OCUL covered call positions are structurally neutral to slightly bullish; the modeled P&L assumes European-style exercise at expiration and ignores early assignment, transaction costs, dividends paid before expiry on the stock leg (when present), and the bid-ask spread on the listed chain. OCUL positions also carry Healthcare sector concentration risk; news flow inside the sector (peer earnings, regulatory shifts, supply-chain headlines) can move OCUL alongside the broader basket even when OCUL-specific fundamentals are unchanged. Short-premium structures like a covered call on OCUL carry tail risk when realized volatility exceeds the implied move; review historical OCUL earnings reactions and macro stress periods before sizing. Always rebuild the position from current OCUL chain quotes before placing a trade.
Frequently asked questions
- What is a covered call on OCUL?
- A covered call on OCUL is the covered call strategy applied to OCUL (stock). The strategy is structurally neutral to slightly bullish: A covered call pairs long stock with a short out-of-the-money call, collecting premium and capping upside above the short strike in exchange for income. With OCUL stock trading near $9.93, the strikes shown on this page are snapped to the nearest listed OCUL chain strike and the premiums come straight from the end-of-day bid/ask midpoint.
- How are OCUL covered call max profit and max loss calculated?

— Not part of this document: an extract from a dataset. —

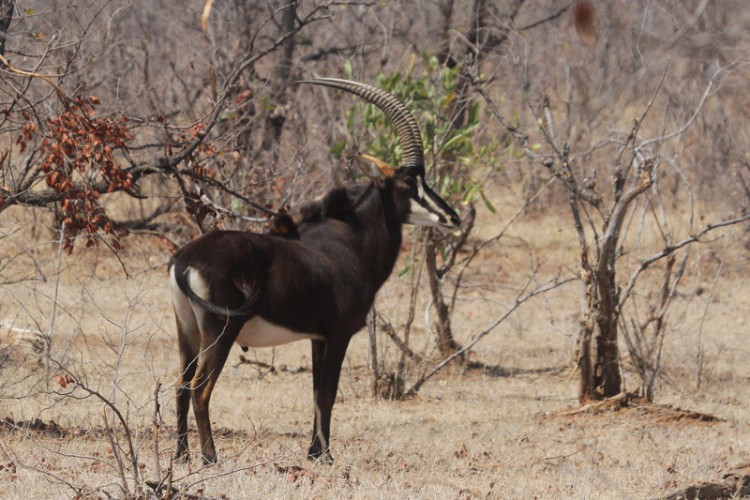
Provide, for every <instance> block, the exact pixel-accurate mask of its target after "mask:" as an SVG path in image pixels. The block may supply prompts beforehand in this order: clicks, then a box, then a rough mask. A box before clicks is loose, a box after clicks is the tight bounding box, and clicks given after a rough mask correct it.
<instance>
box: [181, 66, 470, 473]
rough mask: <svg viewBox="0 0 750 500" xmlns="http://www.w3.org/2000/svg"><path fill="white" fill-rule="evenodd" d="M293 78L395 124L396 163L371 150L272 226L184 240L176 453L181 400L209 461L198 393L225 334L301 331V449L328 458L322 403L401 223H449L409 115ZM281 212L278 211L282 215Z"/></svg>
mask: <svg viewBox="0 0 750 500" xmlns="http://www.w3.org/2000/svg"><path fill="white" fill-rule="evenodd" d="M301 83H310V84H315V85H325V86H328V87H334V88H337V89H340V90H344V91H347V92H350V93H352V94H355V95H357V96H359V97H360V98H362V99H364V100H366V101H369V102H371V103H373V104H375V105H376V106H377V107H378V108H380V109H381V110H382V111H383V112H384V113H385V114H386V116H388V118H389V119H390V121H391V122H392V123H393V124H394V125H395V127H396V129H397V132H398V136H399V142H400V144H401V148H402V151H403V157H404V164H403V165H402V166H401V167H400V168H397V169H394V168H390V167H388V166H387V165H385V164H384V163H383V162H380V161H378V160H375V159H372V158H370V162H371V163H372V164H373V165H374V166H375V167H377V168H374V170H375V171H376V175H374V176H373V178H372V180H371V182H369V183H368V184H366V185H355V186H349V187H346V188H338V189H333V190H332V191H330V192H328V193H327V194H326V195H325V196H324V197H322V198H321V199H319V200H318V201H315V202H312V203H310V204H309V205H307V206H305V207H304V208H303V209H302V210H301V214H302V217H301V219H299V220H295V221H291V220H285V221H283V222H284V224H282V225H281V227H283V228H284V230H282V231H279V232H278V233H279V234H273V233H271V234H256V233H250V232H242V231H213V232H210V233H207V234H205V235H203V236H201V237H199V238H197V239H196V240H194V241H192V242H190V243H188V244H186V245H185V246H184V247H182V248H181V249H180V250H178V251H177V252H176V253H175V254H174V256H173V257H172V259H171V261H170V264H169V275H170V280H171V290H172V301H173V305H174V311H175V317H176V323H177V339H178V344H179V350H180V379H179V381H178V384H177V452H176V457H177V458H178V459H179V458H187V456H188V439H187V435H188V426H187V415H188V409H189V405H190V400H191V398H192V401H193V412H194V413H195V419H196V423H197V427H198V436H199V438H200V445H201V452H202V454H203V460H204V461H205V462H206V463H210V462H215V461H216V449H215V447H214V442H213V437H212V435H211V423H210V420H209V408H208V407H209V401H210V399H211V393H212V391H213V389H214V386H215V385H216V381H217V379H218V378H219V374H220V373H221V370H222V368H223V367H224V363H225V362H226V360H227V356H228V355H229V351H230V349H231V347H232V344H234V343H237V344H239V345H240V346H248V347H270V346H276V345H280V344H285V343H288V342H292V341H295V340H302V339H310V340H311V341H312V364H313V366H312V378H313V395H314V409H315V416H314V422H313V432H312V444H311V445H310V448H309V451H308V457H309V458H312V459H317V458H320V459H322V460H324V461H326V462H332V461H333V459H332V457H331V453H330V448H329V445H330V426H331V410H332V409H333V403H334V400H335V399H336V392H337V388H338V382H339V375H340V372H341V364H342V362H343V360H344V355H345V354H346V349H347V347H348V345H349V340H350V339H351V337H352V336H353V335H354V334H355V333H356V332H357V331H359V330H360V329H362V327H363V326H364V325H365V321H366V317H367V313H368V311H369V310H370V308H371V307H372V304H373V302H374V300H375V294H376V293H377V291H378V289H379V288H380V287H381V285H382V284H383V283H384V282H385V280H386V279H387V278H388V275H390V273H391V271H392V270H393V266H394V265H395V262H396V258H397V256H398V252H399V248H400V246H401V228H402V225H403V224H405V223H408V224H416V225H422V226H430V227H436V228H440V229H443V230H450V229H453V228H456V227H458V226H459V224H460V219H459V217H458V215H457V214H456V212H455V211H454V210H453V209H452V208H451V207H450V206H449V205H448V204H447V203H446V202H445V200H443V199H442V198H441V197H440V196H438V195H437V194H436V193H435V192H434V191H432V190H431V189H430V188H429V186H428V185H427V184H426V182H425V168H424V150H423V145H422V138H421V136H420V133H419V128H418V126H417V122H416V120H415V119H414V117H413V116H412V115H411V113H409V111H408V109H407V108H406V106H404V105H403V104H402V103H401V102H400V101H398V99H396V98H395V97H394V96H392V95H391V94H389V93H387V92H385V91H383V90H381V89H378V88H376V87H372V86H370V85H366V84H362V83H358V82H353V81H348V80H340V79H334V78H320V79H314V80H309V81H304V82H301ZM284 217H287V216H284Z"/></svg>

- Max profit equals short-strike minus cost basis plus premium times 100; max loss is cost basis minus premium (at zero). Breakeven is cost basis minus premium. For the OCUL covered call priced from the end-of-day chain at a 30-day expiry (ATM IV 156.72%), the computed maximum profit is $226.00 per contract and the computed maximum loss is -$823.00 per contract. Live intraday quotes will differ as the chain moves through the trading session.

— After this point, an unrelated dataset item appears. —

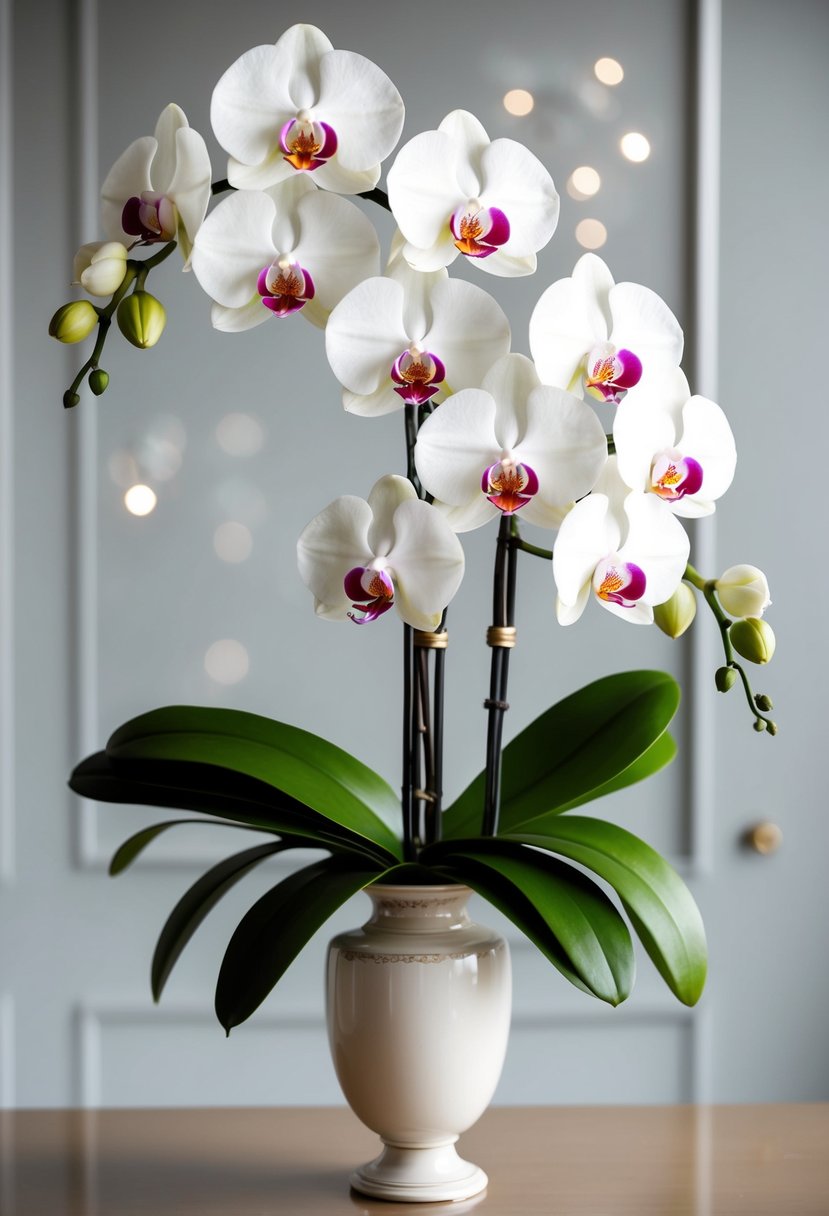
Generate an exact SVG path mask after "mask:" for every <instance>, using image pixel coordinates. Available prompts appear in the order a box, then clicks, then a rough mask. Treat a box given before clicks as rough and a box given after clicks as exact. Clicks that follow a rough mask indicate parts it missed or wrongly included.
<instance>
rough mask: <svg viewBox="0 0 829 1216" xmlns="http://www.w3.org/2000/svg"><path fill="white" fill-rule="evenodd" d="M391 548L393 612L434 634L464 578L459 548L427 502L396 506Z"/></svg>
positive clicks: (451, 534) (416, 499) (443, 518)
mask: <svg viewBox="0 0 829 1216" xmlns="http://www.w3.org/2000/svg"><path fill="white" fill-rule="evenodd" d="M394 529H395V544H394V550H393V551H391V553H390V554H389V564H390V568H391V570H393V573H394V575H395V582H396V589H397V596H396V601H395V602H396V607H397V612H399V613H400V615H401V617H402V619H404V620H405V621H406V624H408V625H412V626H413V627H414V629H434V627H435V625H438V623H439V621H440V615H441V613H442V609H444V608H445V607H446V604H447V603H449V602H450V599H452V597H453V596H455V593H456V591H457V589H458V587H459V585H461V580H462V578H463V565H464V559H463V548H462V546H461V542H459V541H458V539H457V536H456V535H455V533H453V531H452V530H451V529H450V528H449V525H447V524H446V522H445V519H444V518H442V517H441V516H440V513H439V512H438V511H435V508H434V507H433V506H430V505H429V503H428V502H421V501H418V500H417V499H414V500H411V501H408V502H404V503H401V506H399V507H397V510H396V511H395V514H394Z"/></svg>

- What is the breakeven for a OCUL covered call?
- The breakeven for the OCUL covered call priced on this page is roughly $8.24 at expiration, derived from end-of-day chain premiums. Breakeven is the underlying price at which the strategy's P&L crosses zero ignoring transaction costs and assignment risk. The current OCUL market-implied 1-standard-deviation expected move is approximately 44.93%; if the move sits well outside the breakeven distance, the structure's risk-reward becomes correspondingly tighter.

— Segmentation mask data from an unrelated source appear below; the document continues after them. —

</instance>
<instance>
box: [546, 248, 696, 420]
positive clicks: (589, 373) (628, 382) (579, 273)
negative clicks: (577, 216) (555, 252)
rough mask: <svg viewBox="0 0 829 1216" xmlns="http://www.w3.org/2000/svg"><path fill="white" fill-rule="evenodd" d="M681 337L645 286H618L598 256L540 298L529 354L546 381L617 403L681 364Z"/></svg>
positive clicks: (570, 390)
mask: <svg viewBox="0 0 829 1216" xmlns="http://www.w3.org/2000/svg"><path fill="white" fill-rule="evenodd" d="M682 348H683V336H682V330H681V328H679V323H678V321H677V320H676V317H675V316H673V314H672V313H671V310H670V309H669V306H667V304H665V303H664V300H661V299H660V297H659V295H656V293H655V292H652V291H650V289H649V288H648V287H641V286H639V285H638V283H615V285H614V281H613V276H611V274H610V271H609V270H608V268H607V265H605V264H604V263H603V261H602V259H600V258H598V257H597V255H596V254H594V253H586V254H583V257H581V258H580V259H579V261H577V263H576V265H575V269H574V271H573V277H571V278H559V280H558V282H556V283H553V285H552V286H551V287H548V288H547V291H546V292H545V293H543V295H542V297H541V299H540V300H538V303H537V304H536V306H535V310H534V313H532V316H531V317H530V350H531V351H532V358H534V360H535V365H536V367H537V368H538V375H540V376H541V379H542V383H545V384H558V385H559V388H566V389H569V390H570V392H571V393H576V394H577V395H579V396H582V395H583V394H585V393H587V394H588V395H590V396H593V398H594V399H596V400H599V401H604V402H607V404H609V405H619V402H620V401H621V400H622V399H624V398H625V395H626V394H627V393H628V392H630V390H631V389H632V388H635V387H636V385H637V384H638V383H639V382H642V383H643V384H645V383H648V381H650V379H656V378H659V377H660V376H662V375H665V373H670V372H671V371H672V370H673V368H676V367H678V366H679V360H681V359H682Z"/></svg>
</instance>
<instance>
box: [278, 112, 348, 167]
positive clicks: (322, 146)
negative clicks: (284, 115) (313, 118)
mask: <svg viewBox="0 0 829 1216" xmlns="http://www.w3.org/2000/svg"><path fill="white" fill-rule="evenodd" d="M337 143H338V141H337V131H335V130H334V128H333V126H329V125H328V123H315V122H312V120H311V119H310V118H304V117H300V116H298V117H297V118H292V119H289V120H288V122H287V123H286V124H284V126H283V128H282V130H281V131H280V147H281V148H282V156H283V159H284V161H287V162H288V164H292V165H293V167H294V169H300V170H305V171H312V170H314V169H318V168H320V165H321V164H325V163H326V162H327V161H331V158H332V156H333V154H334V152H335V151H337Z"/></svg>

- When should you consider a covered call on OCUL?
- Covered calls on OCUL are an income strategy run on existing OCUL stock positions; traders typically sell calls at 25-35 delta with 30-45 days to expiration to balance premium against upside cap.
- How does current OCUL implied volatility affect this covered call?
- OCUL ATM IV is at 156.72% with IV rank near 34.14%, which is mid-range against its 1-year history. Strategy selection depends more on directional thesis and expected move than on a strong IV signal.